How about an update, noiie!
 

JustinLerner

Senior member
Mar 15, 2002
425
0
0
Buz---, are you an idiot?

In my last post I pointed out that she has the board sitting on top of a FEDEX box.
Can you imagine that she might be trying to insert a PCI or AGP card into a motherboard with tight slots all while the motherboard is sitting on the FEDEX box?

Now, stop acting like an idiot, since this is obviously a 'real world', imperfect situation and help recommend a proper process that will give the board support when inserting a new card into the MB.

For her sake, for the sake of getting the job done correctly, I hope she takes this advice.
 

Buz2b

Diamond Member
Jun 2, 2001
4,619
0
0
Buz---, are you an idiot?
You just don't learn do you?? KEEP TO THE PROBLEM AT HAND!! No where in these posts have I resorted to personal attacks, although tempted. If you cannot refrain yourself then I would suggest you either reread the rules of this forum in reference to personal attacks or take your crap elsewhere where it might be wanted. It would also help you to read the posts better before you react and "shoot from the hip". Case in point sir, (and I am now using that term loosely):
"There are a lot of things that we could tell her about dos and don'ts. The fact is that we are not there: she is. If we spent time going over ESD precautions, proper system building methods, component compatibilities, tool choices and whether or not she should be wearing shoes, we would never get to the actual problem of getting the board to boot. One has to try and let each individual be responsible for his or her own behavior sometimes and stick to the root of the problem at hand." (Bold font added for emphasis)
This dialogue between us is NOT helping her at all. Either stop the crap or take it elsewhere. I will no longer address you directly in this thread. If you wish to continue your crap, take a look; my PM's are enabled (as always). Some of us know that this is where your BS belongs.
 

JustinLerner

Senior member
Mar 15, 2002
425
0
0
Since there is no video, but there is power the problem is probably with either the video card, RAM, motherboard, or a conflict between the MB BIOS and videocard - and a BIOS problem is not likely since she's probably not using a professional workstation video card. If there is bad RAM or a bad board (motherboard or video) then there's not much that can be done except exchanging the problem devices.
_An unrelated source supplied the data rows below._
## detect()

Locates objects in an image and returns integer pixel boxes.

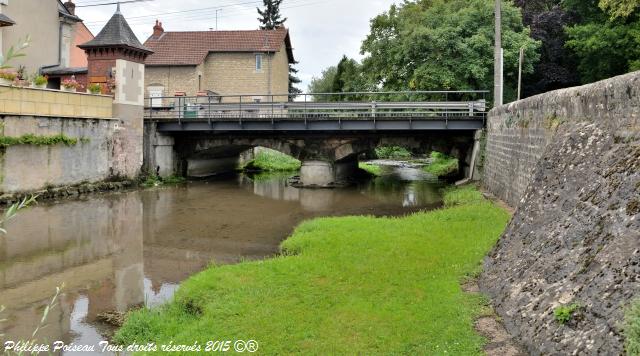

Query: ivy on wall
[0,134,88,147]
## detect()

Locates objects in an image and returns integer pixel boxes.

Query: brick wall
[483,72,640,207]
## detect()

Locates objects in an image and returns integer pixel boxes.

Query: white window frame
[256,53,264,73]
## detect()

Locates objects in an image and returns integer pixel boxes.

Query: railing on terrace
[145,91,488,122]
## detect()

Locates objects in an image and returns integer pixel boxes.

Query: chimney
[153,20,164,38]
[64,0,76,16]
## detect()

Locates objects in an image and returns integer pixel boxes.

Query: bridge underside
[145,121,477,186]
[156,117,484,133]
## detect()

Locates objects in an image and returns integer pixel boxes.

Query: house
[144,21,294,102]
[0,0,93,88]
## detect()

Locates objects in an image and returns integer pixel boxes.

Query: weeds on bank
[376,146,412,159]
[142,174,187,188]
[244,149,302,172]
[115,187,509,355]
[624,299,640,356]
[424,151,459,177]
[358,162,382,176]
[553,303,580,325]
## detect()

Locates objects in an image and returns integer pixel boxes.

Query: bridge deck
[145,92,486,131]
Since there is no video, but there is power, there are two possibilities that we can assist with: properly reseating the RAM and/or properly reseating the video card.
While the primary problem is still no video, a symptom of an improperly seated video card, the attempted correction is to properly seat the video card. Since there is power but no video, this is the most logical path to pursue.
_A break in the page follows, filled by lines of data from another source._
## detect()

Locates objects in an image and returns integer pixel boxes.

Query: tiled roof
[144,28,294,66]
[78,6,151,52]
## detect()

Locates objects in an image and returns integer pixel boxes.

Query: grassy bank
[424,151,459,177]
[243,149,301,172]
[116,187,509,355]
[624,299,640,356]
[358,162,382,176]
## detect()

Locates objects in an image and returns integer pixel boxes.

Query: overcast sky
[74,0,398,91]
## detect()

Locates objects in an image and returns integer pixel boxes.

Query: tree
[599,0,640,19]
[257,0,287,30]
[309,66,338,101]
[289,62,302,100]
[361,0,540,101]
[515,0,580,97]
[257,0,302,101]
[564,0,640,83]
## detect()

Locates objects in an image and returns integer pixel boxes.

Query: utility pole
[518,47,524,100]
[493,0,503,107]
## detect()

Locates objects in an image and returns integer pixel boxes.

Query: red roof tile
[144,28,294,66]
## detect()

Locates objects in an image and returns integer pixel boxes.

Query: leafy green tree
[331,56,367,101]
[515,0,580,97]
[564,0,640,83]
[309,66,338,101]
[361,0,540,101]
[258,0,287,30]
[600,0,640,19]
So the primary problem at hand is to reseat the video card AND ensure that noiiie's equipment is also protected regardless of whether it's damaged and assuming that it's not.

-----

noiiie, since your experience with PC's is very minimal, follow these instructions and precautions.

Most newer motherboards have support for On-Now technology. Since the motherboard can turn on if any component (AGP, PCI, RAM, etc) is installed or removed while the power supply is connected, you must ALWAYS DISCONNECT the power supply cord between the electrical outlet and case while working on newer motherboards. Otherwise, components and the motherboard may be damaged if the motherboard powers up while you insert/remove components.

You should never work on carpet because of the static that is generated by carpet (even if you can't feel it, it's always there).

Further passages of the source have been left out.